Silicon semiconductor technology shared many of the same processes and materials used in silicon solar cells that gave silicon an economic advantage for early solar cell products.  Today the vast majority of the solar panels use photovoltaic cells of silicon structure however that is beginning to change with the onset of newer thin film devices.
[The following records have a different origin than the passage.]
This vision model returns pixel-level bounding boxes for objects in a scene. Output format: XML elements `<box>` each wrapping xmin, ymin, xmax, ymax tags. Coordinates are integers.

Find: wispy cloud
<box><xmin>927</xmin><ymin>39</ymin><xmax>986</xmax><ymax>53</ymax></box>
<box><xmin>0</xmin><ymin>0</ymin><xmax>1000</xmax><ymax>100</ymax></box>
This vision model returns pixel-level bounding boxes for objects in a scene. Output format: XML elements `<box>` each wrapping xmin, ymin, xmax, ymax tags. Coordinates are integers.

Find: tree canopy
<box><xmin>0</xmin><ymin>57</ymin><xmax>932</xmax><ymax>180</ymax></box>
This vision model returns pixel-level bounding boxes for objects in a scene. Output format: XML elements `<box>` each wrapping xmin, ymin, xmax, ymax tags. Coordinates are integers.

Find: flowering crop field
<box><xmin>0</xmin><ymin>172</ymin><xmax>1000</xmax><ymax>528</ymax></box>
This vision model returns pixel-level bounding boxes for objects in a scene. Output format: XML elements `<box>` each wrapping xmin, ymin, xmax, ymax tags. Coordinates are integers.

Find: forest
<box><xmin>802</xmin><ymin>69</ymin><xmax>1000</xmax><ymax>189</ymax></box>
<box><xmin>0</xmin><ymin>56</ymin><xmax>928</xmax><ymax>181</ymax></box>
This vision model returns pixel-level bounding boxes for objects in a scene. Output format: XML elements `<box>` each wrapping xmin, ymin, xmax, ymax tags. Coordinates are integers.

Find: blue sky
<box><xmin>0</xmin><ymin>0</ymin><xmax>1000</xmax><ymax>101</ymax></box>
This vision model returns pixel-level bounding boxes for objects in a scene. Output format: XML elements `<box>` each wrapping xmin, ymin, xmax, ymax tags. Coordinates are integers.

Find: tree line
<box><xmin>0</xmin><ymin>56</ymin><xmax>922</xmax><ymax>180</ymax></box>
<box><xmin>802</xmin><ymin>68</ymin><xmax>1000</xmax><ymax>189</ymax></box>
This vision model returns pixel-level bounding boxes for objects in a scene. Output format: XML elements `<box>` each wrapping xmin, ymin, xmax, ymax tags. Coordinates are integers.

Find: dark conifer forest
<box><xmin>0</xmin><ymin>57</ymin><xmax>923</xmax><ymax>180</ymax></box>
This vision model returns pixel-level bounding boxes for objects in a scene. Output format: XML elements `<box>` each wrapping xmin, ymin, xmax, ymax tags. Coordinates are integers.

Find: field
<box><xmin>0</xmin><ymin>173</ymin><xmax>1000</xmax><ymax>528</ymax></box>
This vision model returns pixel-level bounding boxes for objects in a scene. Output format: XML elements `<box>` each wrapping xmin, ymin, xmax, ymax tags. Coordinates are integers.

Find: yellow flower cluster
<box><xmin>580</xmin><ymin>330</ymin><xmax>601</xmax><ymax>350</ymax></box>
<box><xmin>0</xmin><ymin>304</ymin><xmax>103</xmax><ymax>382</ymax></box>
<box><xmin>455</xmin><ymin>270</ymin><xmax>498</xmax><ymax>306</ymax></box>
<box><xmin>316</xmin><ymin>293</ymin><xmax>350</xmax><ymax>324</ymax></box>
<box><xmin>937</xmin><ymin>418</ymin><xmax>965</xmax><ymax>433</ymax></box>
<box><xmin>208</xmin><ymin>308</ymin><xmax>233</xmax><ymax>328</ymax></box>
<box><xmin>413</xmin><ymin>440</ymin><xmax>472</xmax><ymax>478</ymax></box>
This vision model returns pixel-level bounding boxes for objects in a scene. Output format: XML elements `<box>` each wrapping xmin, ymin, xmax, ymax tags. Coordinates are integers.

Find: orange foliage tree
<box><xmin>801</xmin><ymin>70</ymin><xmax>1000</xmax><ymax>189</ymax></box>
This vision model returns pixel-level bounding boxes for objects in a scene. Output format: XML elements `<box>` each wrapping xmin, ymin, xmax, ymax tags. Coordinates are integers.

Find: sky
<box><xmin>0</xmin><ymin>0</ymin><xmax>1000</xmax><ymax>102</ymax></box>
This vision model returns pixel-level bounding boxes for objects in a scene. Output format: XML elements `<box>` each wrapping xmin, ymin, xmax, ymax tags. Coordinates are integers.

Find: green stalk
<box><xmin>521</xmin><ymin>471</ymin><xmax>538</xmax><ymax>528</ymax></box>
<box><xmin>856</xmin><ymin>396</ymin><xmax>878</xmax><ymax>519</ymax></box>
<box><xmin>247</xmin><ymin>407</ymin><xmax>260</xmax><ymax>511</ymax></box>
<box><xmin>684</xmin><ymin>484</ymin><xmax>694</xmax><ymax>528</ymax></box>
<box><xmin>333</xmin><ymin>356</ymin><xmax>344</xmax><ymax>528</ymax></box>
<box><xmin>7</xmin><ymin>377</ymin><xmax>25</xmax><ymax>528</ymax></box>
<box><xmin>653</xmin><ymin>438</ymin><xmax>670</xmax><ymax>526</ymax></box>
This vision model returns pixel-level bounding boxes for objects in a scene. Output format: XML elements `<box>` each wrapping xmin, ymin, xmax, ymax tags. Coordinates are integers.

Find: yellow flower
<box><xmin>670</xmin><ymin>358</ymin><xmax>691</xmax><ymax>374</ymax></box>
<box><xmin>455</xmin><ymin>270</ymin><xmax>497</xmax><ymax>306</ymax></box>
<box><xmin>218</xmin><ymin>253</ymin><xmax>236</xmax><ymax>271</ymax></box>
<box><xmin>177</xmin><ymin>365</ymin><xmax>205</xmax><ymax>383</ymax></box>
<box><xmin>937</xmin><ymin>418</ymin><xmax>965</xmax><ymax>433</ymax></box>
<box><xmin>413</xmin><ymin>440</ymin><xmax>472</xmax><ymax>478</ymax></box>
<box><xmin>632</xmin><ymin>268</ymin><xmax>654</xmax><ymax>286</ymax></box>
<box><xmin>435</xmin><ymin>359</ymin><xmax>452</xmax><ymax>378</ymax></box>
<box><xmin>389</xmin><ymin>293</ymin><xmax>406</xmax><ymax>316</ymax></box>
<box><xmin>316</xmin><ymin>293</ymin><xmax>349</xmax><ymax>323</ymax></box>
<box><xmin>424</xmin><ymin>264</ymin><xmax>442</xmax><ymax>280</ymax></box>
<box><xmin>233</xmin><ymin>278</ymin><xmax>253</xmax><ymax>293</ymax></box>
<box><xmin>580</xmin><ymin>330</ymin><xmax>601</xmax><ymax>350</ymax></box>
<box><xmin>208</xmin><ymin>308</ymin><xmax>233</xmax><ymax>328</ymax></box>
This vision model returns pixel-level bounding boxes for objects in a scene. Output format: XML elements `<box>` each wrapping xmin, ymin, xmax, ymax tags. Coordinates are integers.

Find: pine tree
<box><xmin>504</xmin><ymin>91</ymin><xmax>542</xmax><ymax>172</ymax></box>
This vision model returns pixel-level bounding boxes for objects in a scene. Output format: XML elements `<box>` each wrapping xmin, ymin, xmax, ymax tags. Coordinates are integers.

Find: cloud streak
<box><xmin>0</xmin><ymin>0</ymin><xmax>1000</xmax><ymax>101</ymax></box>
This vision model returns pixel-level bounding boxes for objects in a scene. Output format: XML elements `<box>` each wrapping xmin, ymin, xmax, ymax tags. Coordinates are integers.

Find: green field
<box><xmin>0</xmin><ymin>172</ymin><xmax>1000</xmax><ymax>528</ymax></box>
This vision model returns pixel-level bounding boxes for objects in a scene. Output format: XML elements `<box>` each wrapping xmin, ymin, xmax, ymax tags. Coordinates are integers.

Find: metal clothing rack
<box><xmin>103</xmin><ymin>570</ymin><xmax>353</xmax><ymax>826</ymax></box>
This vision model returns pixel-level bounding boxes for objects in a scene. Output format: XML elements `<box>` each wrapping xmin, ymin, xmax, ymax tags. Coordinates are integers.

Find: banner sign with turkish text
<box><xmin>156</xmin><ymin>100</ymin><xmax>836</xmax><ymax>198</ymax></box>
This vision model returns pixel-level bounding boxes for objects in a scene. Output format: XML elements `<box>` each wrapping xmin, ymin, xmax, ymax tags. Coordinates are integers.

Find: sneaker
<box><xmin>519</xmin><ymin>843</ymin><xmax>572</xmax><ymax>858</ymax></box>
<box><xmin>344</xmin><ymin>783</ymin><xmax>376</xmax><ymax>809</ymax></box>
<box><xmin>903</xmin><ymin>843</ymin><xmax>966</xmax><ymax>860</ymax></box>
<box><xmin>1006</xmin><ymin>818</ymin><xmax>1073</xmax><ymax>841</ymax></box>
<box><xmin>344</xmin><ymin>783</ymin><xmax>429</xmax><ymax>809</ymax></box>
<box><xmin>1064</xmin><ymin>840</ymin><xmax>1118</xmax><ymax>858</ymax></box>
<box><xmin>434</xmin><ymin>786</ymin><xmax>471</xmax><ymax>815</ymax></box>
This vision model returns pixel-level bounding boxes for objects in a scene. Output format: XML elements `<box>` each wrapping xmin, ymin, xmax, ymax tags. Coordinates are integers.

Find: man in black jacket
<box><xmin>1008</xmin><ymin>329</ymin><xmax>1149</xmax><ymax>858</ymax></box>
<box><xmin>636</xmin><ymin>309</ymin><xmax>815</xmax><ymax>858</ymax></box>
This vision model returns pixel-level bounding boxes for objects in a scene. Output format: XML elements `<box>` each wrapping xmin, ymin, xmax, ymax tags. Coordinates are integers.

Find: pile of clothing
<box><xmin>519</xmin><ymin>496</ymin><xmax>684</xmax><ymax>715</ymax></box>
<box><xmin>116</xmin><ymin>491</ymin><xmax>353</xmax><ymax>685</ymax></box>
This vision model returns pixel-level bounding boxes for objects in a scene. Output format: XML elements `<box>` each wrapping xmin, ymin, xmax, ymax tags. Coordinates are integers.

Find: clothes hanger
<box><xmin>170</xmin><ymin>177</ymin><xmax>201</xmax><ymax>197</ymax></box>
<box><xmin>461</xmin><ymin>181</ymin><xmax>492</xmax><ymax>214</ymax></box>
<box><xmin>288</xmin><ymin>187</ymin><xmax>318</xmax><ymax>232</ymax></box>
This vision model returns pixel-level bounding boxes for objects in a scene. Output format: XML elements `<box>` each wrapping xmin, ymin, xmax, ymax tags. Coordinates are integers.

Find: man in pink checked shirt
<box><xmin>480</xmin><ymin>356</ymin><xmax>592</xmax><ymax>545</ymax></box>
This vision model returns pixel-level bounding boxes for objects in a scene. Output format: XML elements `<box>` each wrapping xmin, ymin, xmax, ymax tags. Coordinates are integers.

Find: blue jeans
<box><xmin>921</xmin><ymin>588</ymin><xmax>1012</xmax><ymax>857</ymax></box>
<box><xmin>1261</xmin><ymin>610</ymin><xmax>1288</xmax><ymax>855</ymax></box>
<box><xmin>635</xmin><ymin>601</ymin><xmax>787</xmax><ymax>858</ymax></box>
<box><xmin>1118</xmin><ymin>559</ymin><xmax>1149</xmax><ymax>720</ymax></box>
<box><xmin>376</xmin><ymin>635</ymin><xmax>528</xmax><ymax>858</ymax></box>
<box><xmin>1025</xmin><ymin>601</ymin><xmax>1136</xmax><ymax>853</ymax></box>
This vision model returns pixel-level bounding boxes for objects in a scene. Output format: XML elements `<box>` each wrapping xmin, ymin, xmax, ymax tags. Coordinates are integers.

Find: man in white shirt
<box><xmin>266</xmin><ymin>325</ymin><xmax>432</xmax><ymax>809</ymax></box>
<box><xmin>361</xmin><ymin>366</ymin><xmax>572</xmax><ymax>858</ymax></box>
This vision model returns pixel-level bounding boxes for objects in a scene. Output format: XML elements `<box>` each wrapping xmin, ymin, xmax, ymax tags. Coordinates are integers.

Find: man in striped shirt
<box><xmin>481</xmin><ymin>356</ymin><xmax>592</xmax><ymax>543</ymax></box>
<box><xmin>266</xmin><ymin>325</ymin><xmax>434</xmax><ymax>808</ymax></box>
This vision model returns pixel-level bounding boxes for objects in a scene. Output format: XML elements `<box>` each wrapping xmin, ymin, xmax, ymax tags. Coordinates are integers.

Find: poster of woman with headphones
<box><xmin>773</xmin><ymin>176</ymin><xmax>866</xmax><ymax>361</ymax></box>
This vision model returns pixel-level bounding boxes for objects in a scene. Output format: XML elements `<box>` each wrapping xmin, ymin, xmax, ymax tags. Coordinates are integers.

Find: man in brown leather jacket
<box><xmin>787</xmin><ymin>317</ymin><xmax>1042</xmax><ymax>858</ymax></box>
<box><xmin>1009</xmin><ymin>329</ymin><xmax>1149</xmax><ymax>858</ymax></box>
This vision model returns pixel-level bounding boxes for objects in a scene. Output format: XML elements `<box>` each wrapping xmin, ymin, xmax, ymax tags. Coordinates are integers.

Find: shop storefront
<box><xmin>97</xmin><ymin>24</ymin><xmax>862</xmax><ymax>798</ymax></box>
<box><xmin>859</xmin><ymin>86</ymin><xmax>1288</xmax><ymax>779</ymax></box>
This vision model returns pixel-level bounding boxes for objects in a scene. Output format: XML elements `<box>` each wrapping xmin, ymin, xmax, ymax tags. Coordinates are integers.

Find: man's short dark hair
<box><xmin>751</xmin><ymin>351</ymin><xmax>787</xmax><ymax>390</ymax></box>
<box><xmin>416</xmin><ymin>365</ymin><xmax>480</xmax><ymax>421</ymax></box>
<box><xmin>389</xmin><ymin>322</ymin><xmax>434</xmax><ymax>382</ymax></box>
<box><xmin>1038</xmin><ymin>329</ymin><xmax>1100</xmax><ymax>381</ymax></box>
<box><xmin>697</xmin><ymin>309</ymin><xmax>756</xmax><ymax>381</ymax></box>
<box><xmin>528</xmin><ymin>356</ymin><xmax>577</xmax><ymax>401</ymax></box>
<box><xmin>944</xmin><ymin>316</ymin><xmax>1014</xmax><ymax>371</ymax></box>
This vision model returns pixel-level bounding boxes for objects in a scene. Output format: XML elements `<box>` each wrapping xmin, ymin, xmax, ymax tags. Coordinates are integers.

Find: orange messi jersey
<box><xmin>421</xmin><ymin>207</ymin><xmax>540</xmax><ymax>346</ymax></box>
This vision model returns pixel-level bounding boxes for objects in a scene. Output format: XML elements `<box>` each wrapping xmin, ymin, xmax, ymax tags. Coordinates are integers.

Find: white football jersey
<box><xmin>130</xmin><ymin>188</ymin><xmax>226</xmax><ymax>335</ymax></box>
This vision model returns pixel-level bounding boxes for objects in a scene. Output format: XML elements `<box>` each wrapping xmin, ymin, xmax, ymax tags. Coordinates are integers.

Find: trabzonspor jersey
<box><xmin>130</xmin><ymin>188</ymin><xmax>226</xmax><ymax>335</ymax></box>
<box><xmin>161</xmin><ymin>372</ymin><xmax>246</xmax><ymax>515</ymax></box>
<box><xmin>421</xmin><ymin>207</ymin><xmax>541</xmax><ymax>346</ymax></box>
A simple explanation of how they work is:
 

Light photons strike a thin (almost transparent) layer of metals that free up electrons Atoms with free electrons are compelled to exchange "holes" to balance their electrical charges A thin layer of material allows electrons to flow from the surface metal layer and holes to flow to the surface Both electrons and holes flow through the silicon semiconductor material like streams of ants moving 2 ways The bottom of the silicon has a layer that also controls flow direction of holes and electrons the base metal The base metal, usually aluminum carries the electrons to the negative wire The surface metal usually silver/palladium is connected to the positive wire Electrons flow through the circuit from negative to positive maintaining a balance between electrons and holes Each solar cell produces a voltage of 0.5-0.6 volts.  Most solar panels connect individual cells in series to increase voltage so every solar panel may have different voltage outputs; manufacturer's specifications will need to be consulted to determine the voltage and current levels.  Solar Photovoltaic cells have an efficiency ranging from 12-19%.

The sun emits a spectrum of different colors of light and each color has a different wavelength.  A limitation of a silicon solar cell is they cannot convert all colors of light into electricity which is a primary reason for lower efficiency.  Solar cells have a fixed "band gap" value that determines the optimal range of wavelengths or colors the cell will work with.  In the morning and evening the sun passes through different shapes of the atmosphere which acts both as a prism and a lens and changes the color value slightly;  morning and evening tend to 'red-shift" meaning more of the shorter wave (red) colors are available at the surface, while the remainder of the day is "blue shifted" and shorter wavelengths are predominant.  Shorter (blue) color range is favored for solar cell band gap design because this is where most of the daily energy will come from.  This creates two restrictions for silicon solar cells:

1. Cloud and fog tend to absorb shorter wavelengths (blue) more then longer wavelengths (red) dropping the output significantly on cloudy days.
2. With morning and evening sun "red shifted" energy doesn't have a significant benefit by adding a solar tracking system.  In addition since the sunlight is diffused the gains from a solar tracking system rarely offset the cost of adding the system.

In selecting a solar panel look over the manufacturers specifications; most are downloadable from and wholesale solar panel websites.  Specifications will include:

• Size
• Weight
• Voltage
• Current
• Peak Watts
• Photon Energy Spectrum Charts
• Mounting provisions
• Warranty
• Expected Operating Life

Most Solar Panels have a life of between 20-30 years.  After about 15-18 years they begin to slowly degrade with reduced output that reaches about 75% after 25 years.